Thanks for the patch. After some short time of debugging, I finally found the root cause of the problem. It is indeed a race condition, and the reason geany 0.15 did not catch this is because it duplicated all the tags in get_tag_list whereas now, all the tags come straight from the tag manager.
As it turns out, the tag manager makes some naive assumptions about when the file is updated and the time it analyze the tags:
from tm_work_object.c:
time_t tm_get_file_timestamp(const char *file_name) { struct stat s;
g_return_val_if_fail(file_name, 0);
if (0 != g_stat(file_name, &s)) { /*g_warning("Unable to stat %s", file_name);*/ return (time_t) 0; } else return s.st_mtime; }
gboolean tm_work_object_is_changed(TMWorkObject *work_object) { return (gboolean) (work_object->analyze_time < tm_get_file_timestamp(work_object->file_name)); }
from tm_source_file.c:
gboolean tm_source_file_update(TMWorkObject *source_file, gboolean force , gboolean __unused__ recurse, gboolean update_parent) { if (force || (tm_work_object_is_changed(source_file))) { tm_source_file_parse(TM_SOURCE_FILE(source_file)); tm_tags_sort(source_file->tags_array, NULL, FALSE); source_file->analyze_time = time(NULL); if ((source_file->parent) && update_parent) { tm_work_object_update(source_file->parent, TRUE, FALSE, TRUE); } return TRUE; } else { #ifdef TM_DEBUG g_message ("no parsing of %s has been done", source_file->file_name); #endif return FALSE; } }
as you can see, while tm_work_object_is_changed compares analyze_time with the file timestamp, the update function only feeds the CURRENT time into analyze_time after its updated, which opens the door for some nasty race conditions when dealing with remote files.
The solution, thus is simply to update analyze_time with the file timestamp:
-source_file->analyze_time = time(NULL); +source_file->analyze_time = tm_get_file_timestamp(source_file->file_name);
and bingo, problem disappear for good, no hacks.
2009/2/20 Enrico Tröger enrico.troeger@uvena.de:
On Thu, 19 Feb 2009 12:27:15 +1100, "James ." jazzrz86@gmail.com wrote:
Yes, I dont know why this happens only over the ssh connection at my work. I tried several different connections, including ssh and ftp, and they all seem to work fine. It is almost as if its a gvfs issue except that geany worked fine in 0.15.
One thing i did notice about the bug is that as soon as the document gets saved, the line numbers and the tree structure is correct, BUT
Ok, this is fine.
clicking on the function in the symbols tree no longer points to the correct line in the editor, and sometimes it will not respond to clicks at all. As mentioned earlier, just resorting the tree returns
Now it becomes interesting :).
the functionality(temporarily). So the question is, when are the "click" callbacks on the tree allocated to each item? Are they linked to the sci editor in anyway? and are the line numbers kept in memory
No, they are not linked to the editor. The tree items have attached a reference to a TMTag structure which contains beside other information the line number of the symbol in the file. When clicking on a tree item in list, the TMTag structure is read to obtain the associated line number. Then we go to to this line in the current document.
You said sometimes it jumps to the wrong line number or doesn't jump at all. This is probably caused by the same problem: I guess the line number which is read from the attached TMTag struct is wrong or the TMTag struct reference itself is wrong. So, when you click an item and nothing happens, it just means the read line number is out of range (less than 0 or greater than the max line count in the document).

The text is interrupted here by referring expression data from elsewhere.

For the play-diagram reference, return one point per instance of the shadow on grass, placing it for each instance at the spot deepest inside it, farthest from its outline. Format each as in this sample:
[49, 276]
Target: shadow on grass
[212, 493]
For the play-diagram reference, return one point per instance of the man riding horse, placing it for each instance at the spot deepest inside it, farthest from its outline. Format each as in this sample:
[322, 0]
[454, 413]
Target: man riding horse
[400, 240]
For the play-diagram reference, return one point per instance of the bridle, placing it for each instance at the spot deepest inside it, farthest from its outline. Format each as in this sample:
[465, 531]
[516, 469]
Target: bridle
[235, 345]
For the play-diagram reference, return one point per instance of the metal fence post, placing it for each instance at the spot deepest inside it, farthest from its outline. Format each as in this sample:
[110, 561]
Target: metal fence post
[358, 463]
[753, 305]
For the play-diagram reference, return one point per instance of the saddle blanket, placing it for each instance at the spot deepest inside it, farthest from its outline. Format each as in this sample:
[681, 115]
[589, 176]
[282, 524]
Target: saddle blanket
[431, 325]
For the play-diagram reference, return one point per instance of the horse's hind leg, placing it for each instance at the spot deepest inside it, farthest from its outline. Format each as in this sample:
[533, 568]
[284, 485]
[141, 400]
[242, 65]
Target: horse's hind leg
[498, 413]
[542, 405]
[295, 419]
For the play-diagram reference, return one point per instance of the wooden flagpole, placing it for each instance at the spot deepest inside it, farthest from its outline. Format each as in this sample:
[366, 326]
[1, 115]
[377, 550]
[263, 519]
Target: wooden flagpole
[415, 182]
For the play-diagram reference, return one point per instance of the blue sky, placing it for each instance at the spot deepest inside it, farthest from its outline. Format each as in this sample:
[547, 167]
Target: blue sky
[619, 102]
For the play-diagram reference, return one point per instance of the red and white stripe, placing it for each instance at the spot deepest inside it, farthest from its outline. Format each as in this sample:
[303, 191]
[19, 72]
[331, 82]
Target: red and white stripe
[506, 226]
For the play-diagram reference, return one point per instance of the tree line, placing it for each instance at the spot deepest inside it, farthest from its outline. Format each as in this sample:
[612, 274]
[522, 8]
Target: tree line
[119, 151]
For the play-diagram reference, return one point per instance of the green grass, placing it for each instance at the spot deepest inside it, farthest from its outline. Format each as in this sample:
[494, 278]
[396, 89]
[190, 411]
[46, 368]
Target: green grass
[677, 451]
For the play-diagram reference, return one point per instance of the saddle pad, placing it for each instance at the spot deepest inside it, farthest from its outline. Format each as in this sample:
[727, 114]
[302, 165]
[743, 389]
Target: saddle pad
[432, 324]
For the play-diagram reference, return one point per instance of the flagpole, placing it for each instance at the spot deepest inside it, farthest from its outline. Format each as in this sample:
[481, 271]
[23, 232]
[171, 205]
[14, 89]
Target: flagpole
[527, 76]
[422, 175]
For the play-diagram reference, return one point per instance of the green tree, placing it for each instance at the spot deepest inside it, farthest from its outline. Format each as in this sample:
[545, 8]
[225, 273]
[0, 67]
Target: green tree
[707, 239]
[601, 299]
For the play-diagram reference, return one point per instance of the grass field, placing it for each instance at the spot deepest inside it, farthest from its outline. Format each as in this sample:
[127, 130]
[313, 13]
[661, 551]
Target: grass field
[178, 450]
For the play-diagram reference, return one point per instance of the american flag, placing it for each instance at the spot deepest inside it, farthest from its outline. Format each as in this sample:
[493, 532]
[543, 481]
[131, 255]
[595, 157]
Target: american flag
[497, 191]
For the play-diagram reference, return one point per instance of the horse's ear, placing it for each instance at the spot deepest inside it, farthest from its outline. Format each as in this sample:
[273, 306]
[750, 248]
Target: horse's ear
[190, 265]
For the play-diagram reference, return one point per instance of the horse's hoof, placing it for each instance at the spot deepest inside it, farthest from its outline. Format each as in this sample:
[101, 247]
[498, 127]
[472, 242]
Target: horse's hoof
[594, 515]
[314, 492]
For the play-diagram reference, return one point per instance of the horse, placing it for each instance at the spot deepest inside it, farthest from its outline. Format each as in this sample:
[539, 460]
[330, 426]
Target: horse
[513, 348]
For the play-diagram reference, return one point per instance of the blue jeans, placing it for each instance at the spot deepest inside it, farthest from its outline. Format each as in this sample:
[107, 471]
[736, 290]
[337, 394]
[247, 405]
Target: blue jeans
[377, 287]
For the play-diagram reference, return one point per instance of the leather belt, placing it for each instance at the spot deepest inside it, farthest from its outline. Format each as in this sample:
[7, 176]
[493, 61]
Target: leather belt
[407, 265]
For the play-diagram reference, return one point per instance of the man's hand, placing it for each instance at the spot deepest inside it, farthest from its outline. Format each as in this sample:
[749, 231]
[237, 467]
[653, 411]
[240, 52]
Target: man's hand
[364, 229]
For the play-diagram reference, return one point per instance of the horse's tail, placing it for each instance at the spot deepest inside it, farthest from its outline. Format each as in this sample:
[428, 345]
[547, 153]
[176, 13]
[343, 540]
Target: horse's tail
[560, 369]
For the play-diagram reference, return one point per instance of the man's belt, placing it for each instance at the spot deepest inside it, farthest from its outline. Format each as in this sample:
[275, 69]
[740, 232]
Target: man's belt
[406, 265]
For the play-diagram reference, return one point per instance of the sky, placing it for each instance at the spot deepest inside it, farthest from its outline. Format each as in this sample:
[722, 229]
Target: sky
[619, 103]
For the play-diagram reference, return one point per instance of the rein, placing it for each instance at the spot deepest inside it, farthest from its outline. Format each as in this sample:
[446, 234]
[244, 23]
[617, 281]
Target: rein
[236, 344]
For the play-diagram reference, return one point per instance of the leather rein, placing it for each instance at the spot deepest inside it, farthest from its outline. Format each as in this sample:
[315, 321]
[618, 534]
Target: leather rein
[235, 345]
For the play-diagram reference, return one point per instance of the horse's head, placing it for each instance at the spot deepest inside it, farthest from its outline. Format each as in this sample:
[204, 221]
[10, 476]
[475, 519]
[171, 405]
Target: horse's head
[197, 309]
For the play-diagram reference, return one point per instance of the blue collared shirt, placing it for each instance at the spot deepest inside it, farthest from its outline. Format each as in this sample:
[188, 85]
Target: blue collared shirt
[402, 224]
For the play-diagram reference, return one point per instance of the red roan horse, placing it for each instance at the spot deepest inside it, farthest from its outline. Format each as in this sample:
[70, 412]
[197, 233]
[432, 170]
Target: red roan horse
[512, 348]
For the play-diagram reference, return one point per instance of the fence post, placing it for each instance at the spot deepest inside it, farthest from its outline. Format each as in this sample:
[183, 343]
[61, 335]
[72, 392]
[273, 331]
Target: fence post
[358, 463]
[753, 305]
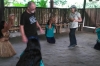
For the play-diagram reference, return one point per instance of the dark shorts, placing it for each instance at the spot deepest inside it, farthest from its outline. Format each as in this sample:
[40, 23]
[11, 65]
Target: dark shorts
[51, 40]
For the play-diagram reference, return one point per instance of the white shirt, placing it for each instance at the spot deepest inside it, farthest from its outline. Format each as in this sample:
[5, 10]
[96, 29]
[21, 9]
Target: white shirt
[75, 15]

If you have a little time, please apply the attached patch to your sources and recheck the whole thing. The patch attaches a the line number directly to the symbol list items and use it when one is clicked. This might change something or might not. Additionally it adds some warning messages if the line numbers doesn't match or the treeview widget doesn't match with the one of the current document. I'm not sure if any of these warnings are triggered at all but maybe it helps to track down the problem. (to check for the warnings see Help->Debug Messages)
But after all, I think what you described is more or less only a symptom of the real problem, not the problem itself. Especially because you say it happens only on one ssh connection and not on others and that re-ordering the symbol list fixes it. Maybe there is a problem when saving the file, maybe the tagmanager doesn't rescan the file correctly or there is some kind of race condition when saving. But first, the changes with the patch would be interesting.